Sven Roediger , Sebastian U. Leutenegger and Bill Morandi *
Laboratorium für Organische Chemie, ETH Zürich, Vladimir-Prelog-Weg 3, HCI, 8093 Zürich, Switzerland. E-mail: bill.morandi@org.chem.ethz.ch

Received 4th May 2022 , Accepted 13th June 2022

First published on 14th June 2022


Abstract

We report a diversification strategy that enables the direct substituent exchange of tertiary phosphines. Alkylated phosphonium salts, prepared by standard alkylation of phosphines, are selectively dearylated in a nickel-catalysed process to access alkylphosphine products via a formal substitution at the phosphorus center. The reaction can be used to introduce a wide range of alkyl substituents into both mono- and bisphosphines. We also show that the alkylation and dearylation steps can be conducted in a one-pot sequence, enabling accelerated access to derivatives of the parent ligand. The phosphine products of the reaction are converted in situ to air-stable borane adducts for isolation, and versatile derivatisation reactions of these adducts are demonstrated.


Introduction

Many of the recent advances in transition metal catalysis have been driven by the design of bespoke ancillary ligands that modulate the catalyst's reactivity in an unprecedented fashion.1 Despite the emergence of a large variety of ligand classes, phosphines remain the ligands of choice for many applications.2,3 A significant benefit of phosphines is that the ligand's electronic and steric properties can be tuned with precision by varying the substituents on the phosphorus centre. Taking advantage of a versatile toolbox of synthetic methods to access phosphines,4 many powerful phosphine ligand architectures have been developed.5–11 Phosphines have also been employed in numerous other applications such as organocatalysis,12,13 frustrated Lewis pair catalysis,14 or material sciences.15,16 It can be expected that the continued design of phosphines will lead to even more active ligands, opening further avenues for the application of this intriguing class of compounds.

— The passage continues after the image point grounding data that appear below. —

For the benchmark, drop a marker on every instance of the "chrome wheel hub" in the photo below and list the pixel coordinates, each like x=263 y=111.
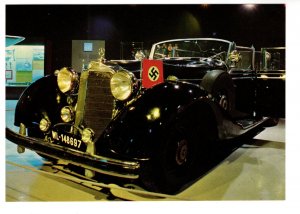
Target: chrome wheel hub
x=181 y=152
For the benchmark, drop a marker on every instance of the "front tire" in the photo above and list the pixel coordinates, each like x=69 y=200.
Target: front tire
x=183 y=155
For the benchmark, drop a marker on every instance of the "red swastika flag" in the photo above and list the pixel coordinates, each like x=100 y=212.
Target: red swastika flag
x=152 y=73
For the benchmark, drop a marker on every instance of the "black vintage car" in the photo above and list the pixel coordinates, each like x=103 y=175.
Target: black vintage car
x=156 y=121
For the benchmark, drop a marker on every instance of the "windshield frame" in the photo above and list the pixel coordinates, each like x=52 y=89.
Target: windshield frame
x=230 y=46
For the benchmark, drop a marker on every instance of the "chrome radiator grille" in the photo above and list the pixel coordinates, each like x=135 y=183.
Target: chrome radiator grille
x=95 y=101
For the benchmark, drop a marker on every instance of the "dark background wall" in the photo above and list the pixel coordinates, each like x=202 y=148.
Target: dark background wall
x=57 y=25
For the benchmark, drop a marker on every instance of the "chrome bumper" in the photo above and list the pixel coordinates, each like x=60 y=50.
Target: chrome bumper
x=103 y=165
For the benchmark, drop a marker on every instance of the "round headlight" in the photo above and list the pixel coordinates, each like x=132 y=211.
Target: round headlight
x=67 y=114
x=121 y=85
x=87 y=135
x=44 y=124
x=67 y=80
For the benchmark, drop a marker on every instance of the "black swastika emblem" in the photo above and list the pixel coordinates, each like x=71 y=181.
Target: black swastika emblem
x=153 y=73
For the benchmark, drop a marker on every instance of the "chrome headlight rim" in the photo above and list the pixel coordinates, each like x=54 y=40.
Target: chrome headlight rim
x=122 y=85
x=67 y=80
x=67 y=114
x=44 y=124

Traditionally, phosphine ligands are prepared by de novo synthetic approaches such as nucleophilic substitution reactions of halophosphine substrates with organometallic reagents.4 Alternative strategies include the reduction of phosphine oxides17–20 or reactions of hydrophosphines such as the hydrophosphination of unsaturated systems,21–23 cross-coupling with aryl halides,24,25 or substitution reactions with electrophiles in the presence of base.4,26 Combined, these methods allow access to a plethora of diverse phosphine architectures. However, they typically require multi-step procedures involving toxic or pyrophoric reagents and air-sensitive intermediates that are challenging to isolate. These drawbacks can make the preparation of phosphines arduous and restrict ligand optimisation campaigns to the evaluation of the limited collection of commercially available phosphines. However, if chemists only evaluate commercially available phosphines, they might fail to identify more active and selective catalysts. Therefore, new approaches towards the straightforward synthesis of phosphines and other phosphorus-containing compounds are in critical demand.27–29

A strategy to address this problem is the direct modification of tertiary phosphines (Scheme 1a). In this approach, substituents of phosphines are either altered or exchanged entirely, hence bypassing the need to handle toxic primary and secondary phosphines or even PH3. It is also an efficient way to quickly generate libraries of ligands, which is a central endeavour for the rapid discovery and optimisation of new reactions. The direct access to ligand derivatives from a hit result also becomes increasingly important in light of recent advances in statistical and machine learning-based approaches that facilitate the in silico optimisation of ligand structures.9,30,31 Most efforts directed at the modification of tertiary phosphines have focused on altering substituents, for instance by C–H functionalisation approaches.32–34 Reactions that entirely replace one of the substituents of a phosphine remain rare although they would arguably be the most versatile tools to modify a wide range of phosphines. Such a strategy would be particularly useful to access underexplored alkylated phosphines. Approaches towards this goal are however limited and mainly rely on the formation and subsequent reaction of metal phosphides by engaging phosphines with highly reactive alkali metals (Scheme 1b).35–37 As an alternative, Wang and co-workers reported that acyl phosphines can be used as surrogates for secondary phosphines in metal-catalysed alkylation and arylation reactions.38–41 While these methods expand the toolbox of phosphine modification reactions, they suffer from poor cleavage selectivity or limited scope, respectively. A general and selective strategy to introduce alkyl substituents into tertiary phosphines has thus remained elusive.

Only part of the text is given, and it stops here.